= Twelve Mile Ranch =

Ranch in southern Black Hills of South Dakota

Twelve Mile Ranch is a historic ranch in the southern Black Hills of South Dakota. It is located in Pleasant Valley, 12 miles southwest of the city of Custer, which is where it gets its name.

== History ==
Twelve Mile Ranch was founded in the early 1880s by Joseph H. Heumphreus, who came to the Black Hills in 1877 on a cattle drive of Texas longhorns via the famous Texas Trail. Heumphreus spent a few years in Deadwood, South Dakota, and Tigerville, South Dakota, during the Black Hills Gold Rush. He was living in Custer County in the southern Black Hills by 1880, and settled in Pleasant Valley in 1884 where Twelve Mile Ranch is today. He would later acquire the land using "squatter's rights," which allowed inhabitants of unoccupied land to take ownership after living and working on the property for a designated period of time.

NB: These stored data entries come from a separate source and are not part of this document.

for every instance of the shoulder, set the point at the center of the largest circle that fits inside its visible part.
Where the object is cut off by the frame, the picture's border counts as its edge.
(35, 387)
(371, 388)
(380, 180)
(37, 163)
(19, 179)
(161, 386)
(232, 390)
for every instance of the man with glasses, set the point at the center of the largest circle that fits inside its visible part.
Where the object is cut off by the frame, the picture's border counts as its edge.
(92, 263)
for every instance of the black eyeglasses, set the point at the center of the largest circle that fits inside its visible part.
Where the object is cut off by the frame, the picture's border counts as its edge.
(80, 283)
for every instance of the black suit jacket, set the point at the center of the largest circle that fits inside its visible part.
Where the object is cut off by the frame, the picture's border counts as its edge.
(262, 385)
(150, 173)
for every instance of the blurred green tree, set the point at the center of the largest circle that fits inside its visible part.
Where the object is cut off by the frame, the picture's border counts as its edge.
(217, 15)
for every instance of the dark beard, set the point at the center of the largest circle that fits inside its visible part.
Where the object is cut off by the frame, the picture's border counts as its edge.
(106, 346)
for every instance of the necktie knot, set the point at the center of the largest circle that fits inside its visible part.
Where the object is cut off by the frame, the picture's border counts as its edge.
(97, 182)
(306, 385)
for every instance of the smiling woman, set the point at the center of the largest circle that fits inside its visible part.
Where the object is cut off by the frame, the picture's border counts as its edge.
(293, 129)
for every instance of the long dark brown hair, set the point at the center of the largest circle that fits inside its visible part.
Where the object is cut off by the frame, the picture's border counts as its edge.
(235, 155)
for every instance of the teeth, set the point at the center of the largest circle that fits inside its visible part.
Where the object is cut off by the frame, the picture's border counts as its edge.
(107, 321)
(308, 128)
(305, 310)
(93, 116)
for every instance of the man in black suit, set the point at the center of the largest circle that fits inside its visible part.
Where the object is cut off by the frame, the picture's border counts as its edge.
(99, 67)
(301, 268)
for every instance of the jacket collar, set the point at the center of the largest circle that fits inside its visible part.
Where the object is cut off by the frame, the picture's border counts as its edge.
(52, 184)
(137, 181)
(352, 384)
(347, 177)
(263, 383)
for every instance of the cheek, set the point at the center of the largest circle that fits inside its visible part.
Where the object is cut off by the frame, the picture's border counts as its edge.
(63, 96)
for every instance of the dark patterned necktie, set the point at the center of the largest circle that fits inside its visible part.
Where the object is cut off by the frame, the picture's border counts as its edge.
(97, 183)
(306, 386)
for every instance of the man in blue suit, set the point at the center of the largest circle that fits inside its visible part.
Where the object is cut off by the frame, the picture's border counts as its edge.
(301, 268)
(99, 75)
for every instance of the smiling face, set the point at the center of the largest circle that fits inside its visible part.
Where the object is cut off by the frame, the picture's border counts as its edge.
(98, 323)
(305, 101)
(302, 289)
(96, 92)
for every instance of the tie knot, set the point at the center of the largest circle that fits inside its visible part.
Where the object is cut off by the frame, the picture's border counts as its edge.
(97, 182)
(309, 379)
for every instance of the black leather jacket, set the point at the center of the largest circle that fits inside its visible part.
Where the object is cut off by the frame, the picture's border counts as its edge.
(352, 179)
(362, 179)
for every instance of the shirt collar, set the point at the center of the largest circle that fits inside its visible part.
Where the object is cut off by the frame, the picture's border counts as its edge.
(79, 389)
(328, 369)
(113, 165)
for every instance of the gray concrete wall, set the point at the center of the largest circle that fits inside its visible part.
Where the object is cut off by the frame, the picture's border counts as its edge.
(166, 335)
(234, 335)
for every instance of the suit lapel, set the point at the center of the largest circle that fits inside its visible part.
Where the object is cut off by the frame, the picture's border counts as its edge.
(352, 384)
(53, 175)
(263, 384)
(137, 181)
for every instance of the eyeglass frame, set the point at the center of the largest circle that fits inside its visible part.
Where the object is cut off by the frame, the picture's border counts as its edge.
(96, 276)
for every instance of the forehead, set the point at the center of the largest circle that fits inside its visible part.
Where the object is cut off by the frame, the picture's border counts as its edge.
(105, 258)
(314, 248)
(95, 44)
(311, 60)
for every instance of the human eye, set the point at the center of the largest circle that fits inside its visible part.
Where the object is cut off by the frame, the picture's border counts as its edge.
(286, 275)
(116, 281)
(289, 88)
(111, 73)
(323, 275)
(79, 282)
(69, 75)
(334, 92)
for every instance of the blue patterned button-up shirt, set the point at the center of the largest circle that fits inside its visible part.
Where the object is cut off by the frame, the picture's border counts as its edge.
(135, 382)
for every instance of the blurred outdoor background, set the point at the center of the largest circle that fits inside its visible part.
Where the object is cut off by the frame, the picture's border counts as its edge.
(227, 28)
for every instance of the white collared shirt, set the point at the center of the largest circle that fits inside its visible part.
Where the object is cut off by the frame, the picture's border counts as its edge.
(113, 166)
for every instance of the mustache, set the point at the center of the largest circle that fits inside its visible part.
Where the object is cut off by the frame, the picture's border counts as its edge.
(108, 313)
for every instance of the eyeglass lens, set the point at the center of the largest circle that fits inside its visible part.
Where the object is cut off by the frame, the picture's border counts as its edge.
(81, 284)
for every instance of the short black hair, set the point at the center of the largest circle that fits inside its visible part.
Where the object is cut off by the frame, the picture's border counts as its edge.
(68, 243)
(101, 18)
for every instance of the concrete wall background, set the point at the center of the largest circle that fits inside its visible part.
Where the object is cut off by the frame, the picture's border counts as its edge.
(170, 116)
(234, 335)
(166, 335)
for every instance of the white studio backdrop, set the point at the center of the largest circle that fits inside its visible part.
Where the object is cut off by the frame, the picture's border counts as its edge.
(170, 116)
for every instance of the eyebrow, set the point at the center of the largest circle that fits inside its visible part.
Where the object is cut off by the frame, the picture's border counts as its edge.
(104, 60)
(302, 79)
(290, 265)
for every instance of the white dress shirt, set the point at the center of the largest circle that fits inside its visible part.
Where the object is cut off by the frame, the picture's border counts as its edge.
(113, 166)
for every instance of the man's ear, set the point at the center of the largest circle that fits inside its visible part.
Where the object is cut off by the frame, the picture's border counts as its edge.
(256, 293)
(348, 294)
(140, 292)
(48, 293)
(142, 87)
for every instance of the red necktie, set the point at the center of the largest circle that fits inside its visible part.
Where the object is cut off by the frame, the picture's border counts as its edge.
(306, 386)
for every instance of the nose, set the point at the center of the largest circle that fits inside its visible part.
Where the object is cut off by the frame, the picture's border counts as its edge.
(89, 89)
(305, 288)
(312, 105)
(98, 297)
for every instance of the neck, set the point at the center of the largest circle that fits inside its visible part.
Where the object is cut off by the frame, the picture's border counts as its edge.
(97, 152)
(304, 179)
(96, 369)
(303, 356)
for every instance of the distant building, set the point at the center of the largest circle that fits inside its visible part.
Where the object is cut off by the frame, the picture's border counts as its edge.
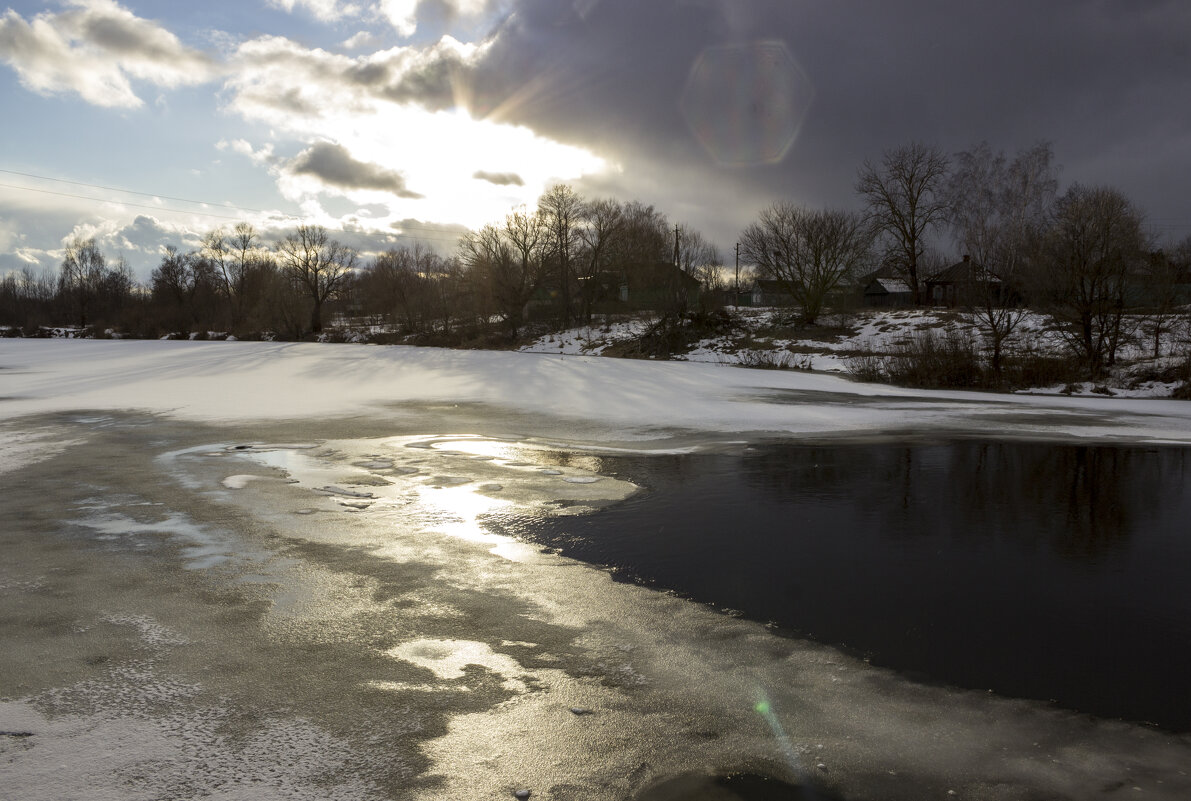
(769, 292)
(887, 293)
(964, 282)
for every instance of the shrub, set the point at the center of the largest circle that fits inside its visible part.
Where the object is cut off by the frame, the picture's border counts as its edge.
(930, 358)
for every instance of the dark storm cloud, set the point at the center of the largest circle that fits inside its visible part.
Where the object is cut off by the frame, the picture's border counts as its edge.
(1103, 81)
(334, 166)
(499, 179)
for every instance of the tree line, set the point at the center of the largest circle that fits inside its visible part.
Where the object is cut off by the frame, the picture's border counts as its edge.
(557, 262)
(1082, 257)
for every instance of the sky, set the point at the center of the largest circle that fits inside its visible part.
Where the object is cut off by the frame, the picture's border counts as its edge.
(150, 123)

Soon after Heumphreus settled in Pleasant Valley he was visited by the owners of the Cheyenne & Black Hills Stage company, entering into an agreement to become a way station during the Black Hills Gold Rush. Heumphreus provided sleeping accommodations and meals for freighters and lone horsemen and a stable of fresh horses for stagecoaches before they continued the 300 mile journey between Cheyenne, Wyoming, and Deadwood. Hundreds of travelers sought shelter and rest at Twelve Mile and protection from Native Americans and highwaymen throughout the 1880s until the stagecoach route was disbanded in 1887.

In the late 1880s and throughout 1890s, Twelve Mile was host to notables such as Theodore Roosevelt, the Deadwood lawman Seth Bullock, who was one of Roosevelt's famed Rough Riders, and gunfighter John H. "Johnny" Owens, an original member of Bullock's Cowboy Brigade. Family lore tells a story that the outlaw Jesse James stayed at the ranch in its earliest days.

Once the stagecoach route was disbanded the Heumphreus family began raising cattle and horses on the ranch. In the 1930s, Twelve Mile expanded into a dude ranch, hosting hundreds of people from all over the country, including Sen. Francis Case, South Dakota Gov. Tom Berry and author Archer B. Gilfillan. Dr. Barnett Cohen, a bacteriologist from Johns Hopkins University School of Medicine who performed the first ultra-microscopic surgeries, visited the ranch almost every summer in the 1930s and 1940s. The artist, lecturer and writer Walter S. Phillips lived at the ranch for much of the last 12 years of his life from 1928 to 1940. For several years in the 1930s, a group of students from Smith College spent a few weeks in the summer at the ranch studying geology. Members of the National Geographic Society and the United States Army Air Corps were guests at the ranch during operations to launch the Explorer — a manned high-altitude balloon capable of stratospheric flight—from the Stratobowl in 1934 and attempted launch of the Explorer II in 1935.

Since December 2017 the ranch has been owned by two brothers, fourth-generation descendants of Joseph Heumphreus, making Twelve Mile the oldest ranch in the Black Hills that is still in the same family as its founders.